La première Épître aux Corinthiens est l’épître du corps : cette thématique traverse la lettre, qu’elle vise le corps personnel (1 Co 6) ou le corps collectif (1 Co 12), voire les deux, croisant la plupart du temps celle du baptême (1 Co 12) et de la Cène (1Co 10 et 11). La thématique touche ainsi aussi bien à l’être chrétien individuel qu’à l’ecclésiologie.
Dans un premier temps, je voudrais aborder la forme du texte en rappelant d’abord que la métaphore du corps humain appliquée à un corps social est connue du monde gréco-romain. En particulier, il y a la célèbre fable que le parlementaire Menenius raconte au cours d’un conflit entre la plèbe et le Sénat, fable rapportée par Tite-Live.
« Au temps où le corps humain ne formait pas comme aujourd’hui un tout en parfait harmonie, mais où chaque membre avait son opinion et son langage, tous s’étaient indignés d’avoir le souci , la peine, la charge d’être les pourvoyeurs de l’estomac, tandis que lui, oisif au milieu d’eux, n’avait qu’à jouir de plaisirs qu’on lui procurait ; tous, d’un commun accord, avaient décidé, les mains de ne plus porter les aliments à la bouche, la bouche de ne plus les recevoir, les dents de ne plus les broyer. Mais en voulant, dans leur colère, réduire l’estomac par la famine, du coup les membres, eux aussi, et le corps entier étaient tombés dans un complet épuisement. Ils avaient alors compris que la fonction de l’estomac n’était pas non plus une sinécure, et que s’ils le nourrissaient, lui les nourrissait en renvoyant à toutes les parties du corps ce principe de vie et de force réparti entre toutes les veines, le fruit de la digestion, le sang. Faisant alors un parallèle entre les révoltes internes du corps et la colère des plébéiens contre le Sénat, il les fit changer d’opinion ».

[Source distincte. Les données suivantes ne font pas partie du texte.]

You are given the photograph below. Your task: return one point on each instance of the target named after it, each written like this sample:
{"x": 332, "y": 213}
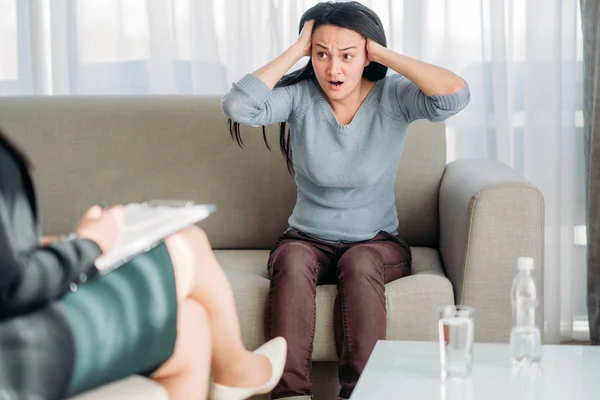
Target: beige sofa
{"x": 467, "y": 222}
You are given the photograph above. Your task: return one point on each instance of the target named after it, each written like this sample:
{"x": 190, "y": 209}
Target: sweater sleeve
{"x": 413, "y": 104}
{"x": 251, "y": 102}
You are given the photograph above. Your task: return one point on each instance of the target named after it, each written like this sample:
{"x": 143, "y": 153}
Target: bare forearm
{"x": 431, "y": 79}
{"x": 272, "y": 72}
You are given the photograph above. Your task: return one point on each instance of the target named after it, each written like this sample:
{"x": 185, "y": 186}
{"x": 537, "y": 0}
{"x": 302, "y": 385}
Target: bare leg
{"x": 200, "y": 274}
{"x": 186, "y": 374}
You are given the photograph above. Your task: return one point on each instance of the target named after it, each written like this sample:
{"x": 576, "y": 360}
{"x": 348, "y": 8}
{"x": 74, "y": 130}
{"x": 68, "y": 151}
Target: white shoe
{"x": 276, "y": 352}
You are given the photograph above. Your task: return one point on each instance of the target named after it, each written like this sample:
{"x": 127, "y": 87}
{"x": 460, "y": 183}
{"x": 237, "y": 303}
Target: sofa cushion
{"x": 412, "y": 302}
{"x": 134, "y": 387}
{"x": 118, "y": 149}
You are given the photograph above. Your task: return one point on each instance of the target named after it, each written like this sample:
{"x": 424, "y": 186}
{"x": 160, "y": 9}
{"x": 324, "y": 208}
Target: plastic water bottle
{"x": 525, "y": 338}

Je vous propose une autre illustration : nous avons vécu en pays songhaï près de Tombouctou au Mali. Lorsqu’ apparurent des voitures, dans cette région loin de tout, la langue songhaï n’avait bien sur aucun mot pour en désigner les différentes parties. Si bien que les roues sont devenues les « mobil tchéou », les pieds de l’auto, les pneus ses sandales, les phares ses yeux, etc…
Poussons un peu les choses : l’ensemble des pièces constitue une auto, mais celle-ci est sous-ensemble du parc automobile. On peut définir la spécificité d’un camion citerne , d’un camion poubelle , d’une ambulance, d’une utilitaire, d’une petite citadine, d’une berline routière, etc…Correspondant à des besoins, chacun-chacune a sa place et son utilité.
Cet anthropomorphisme appliqué aux « véhicules » comme on le dit en Afrique francophone, m’a bien amusé et m’a surtout aidé à simplifier les messages d’éducation sanitaire chez nous : un collégien comprendra mieux l’intérêt du petit déjeuner si vous lui parlez de panne d’essence pour sa mobylette en fin de matinée plutôt que d’hypoglycémie…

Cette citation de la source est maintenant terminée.